Dupple (1016592) | more than 2 years ago | (#38712718)

The link in the summary says one thing from google. Here's a thought from someone who isn't from google saying something about google

http://gigaom.com/video/google-tv-ces/ [gigaom.com]

The last paragraph reads

While it’s clear that the CE industry needs to do something to fight fragmentation between the dozen or so smart TV platforms, it seems unlikely that Google TV will be its savior in the near future. Google might have more partners than it did a year ago, but they’re hardly adopting the platform en masse. Unless something drastic happens, don’t expect that to change anytime soon.

Very poor of slashdot to drink the Koolaid like this.

Re:Google says something nice about themselves... (0)

Anonymous Coward | more than 2 years ago | (#38713324)

I don't think people view TV the same way as a smart phone or a computer. They will use it to _view content_ and maybe visit a few web pages. Any time-waster games will be seen as a bonus.

If you can:
- watch netflix
- Hulu plus (Hulu free will always be blocked from non-PCs)
- Amazon prime
- netflix
- whatever other pay-for streaming service

Plus:
- look at facebook, google restaurant reviews, etc

Bonus:
- Stream stuff to/from your smartphone/tablet

  If the target audience was people who wanted apps/gaming - they probably would already have a PS3, Wii, or Xbox.

My point is that, currently, if the OS meets a very low bar, fragmentation won't be a problem.

Consoles are more selective of devs than phones (1)

tepples (727027) | more than 2 years ago | (#38714138)

If the target audience was people who wanted apps/gaming - they probably would already have a PS3, Wii, or Xbox.

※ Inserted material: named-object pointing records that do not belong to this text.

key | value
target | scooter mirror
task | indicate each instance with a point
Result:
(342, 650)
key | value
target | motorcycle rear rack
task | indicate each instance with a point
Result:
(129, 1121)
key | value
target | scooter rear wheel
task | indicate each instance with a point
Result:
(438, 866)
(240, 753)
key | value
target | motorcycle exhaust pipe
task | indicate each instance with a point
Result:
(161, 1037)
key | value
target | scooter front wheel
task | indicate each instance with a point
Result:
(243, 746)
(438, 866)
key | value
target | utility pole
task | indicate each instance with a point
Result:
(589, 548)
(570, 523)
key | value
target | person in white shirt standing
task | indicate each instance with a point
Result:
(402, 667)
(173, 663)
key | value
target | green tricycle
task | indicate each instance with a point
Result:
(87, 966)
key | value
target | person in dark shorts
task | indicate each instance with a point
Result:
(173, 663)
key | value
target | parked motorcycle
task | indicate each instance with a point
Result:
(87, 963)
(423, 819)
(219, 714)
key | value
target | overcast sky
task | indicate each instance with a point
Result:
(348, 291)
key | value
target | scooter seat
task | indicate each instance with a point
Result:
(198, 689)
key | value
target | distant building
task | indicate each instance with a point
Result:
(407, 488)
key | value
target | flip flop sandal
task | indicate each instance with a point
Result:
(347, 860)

Except unlike Apple with its iOS developer program, Sony and Nintendo appear to have no way for the general public to sign up and develop "apps". And as far as I can tell, Xbox 360 "apps" have to be games and nothing else.

Re:Consoles are more selective of devs than phones (1)

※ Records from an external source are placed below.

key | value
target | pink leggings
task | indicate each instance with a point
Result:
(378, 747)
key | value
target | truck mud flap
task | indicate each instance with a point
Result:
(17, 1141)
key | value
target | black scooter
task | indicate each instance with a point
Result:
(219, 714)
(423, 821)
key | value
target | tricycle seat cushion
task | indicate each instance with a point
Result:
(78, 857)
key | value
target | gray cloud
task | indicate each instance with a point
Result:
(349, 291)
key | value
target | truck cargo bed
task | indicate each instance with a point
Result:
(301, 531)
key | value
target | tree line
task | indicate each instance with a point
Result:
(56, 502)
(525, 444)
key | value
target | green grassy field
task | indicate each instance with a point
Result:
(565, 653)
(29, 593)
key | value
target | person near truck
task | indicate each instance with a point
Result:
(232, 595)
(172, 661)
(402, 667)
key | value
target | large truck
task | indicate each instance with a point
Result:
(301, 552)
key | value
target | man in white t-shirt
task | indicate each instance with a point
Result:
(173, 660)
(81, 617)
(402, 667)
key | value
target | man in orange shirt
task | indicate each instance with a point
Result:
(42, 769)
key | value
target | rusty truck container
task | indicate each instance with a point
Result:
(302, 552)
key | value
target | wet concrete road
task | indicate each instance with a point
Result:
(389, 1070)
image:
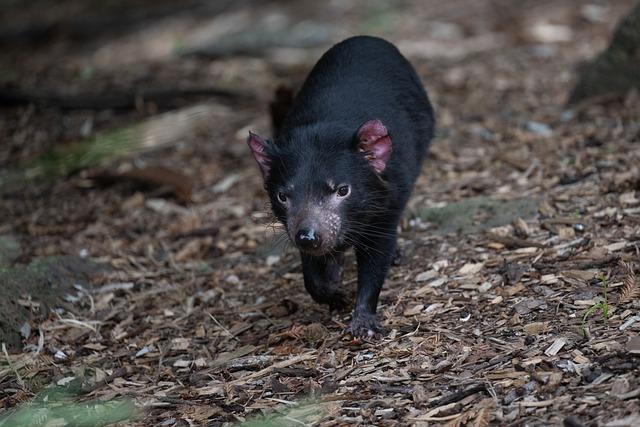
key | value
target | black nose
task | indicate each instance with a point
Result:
(308, 239)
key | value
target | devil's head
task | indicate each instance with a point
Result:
(324, 184)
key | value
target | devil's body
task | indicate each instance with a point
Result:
(362, 120)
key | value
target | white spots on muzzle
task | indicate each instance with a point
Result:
(323, 216)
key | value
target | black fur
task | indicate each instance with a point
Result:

Thing 1 (178996) | more than 2 years ago | (#38720842)

And as far as I can tell, Xbox 360 "apps" have to be games and nothing else.

Is Netflix a "game"?

Xbox Live Indie Games vs. native (1)

tepples (727027) | more than 2 years ago | (#38721406)

The only console environment whose development is roughly as open as iOS or Android, the platforms most commonly associated with the term "apps", is Xbox Live Indie Games. This environment is far more restrictive than the native environment in which Netflix runs, and console makers are very selective of who is allowed to develop applications for this native environment. Only established companies that have already built a reputation within the industry on another platform can develop for the consoles [warioworld.com] . This other platform is usually Windows or more recently iOS or Android, where startups compete on a much more even playing field with incumbents. So if you are an indie video game developer, and your first video game is one in a genre that would be best experienced on a television, tough droppings.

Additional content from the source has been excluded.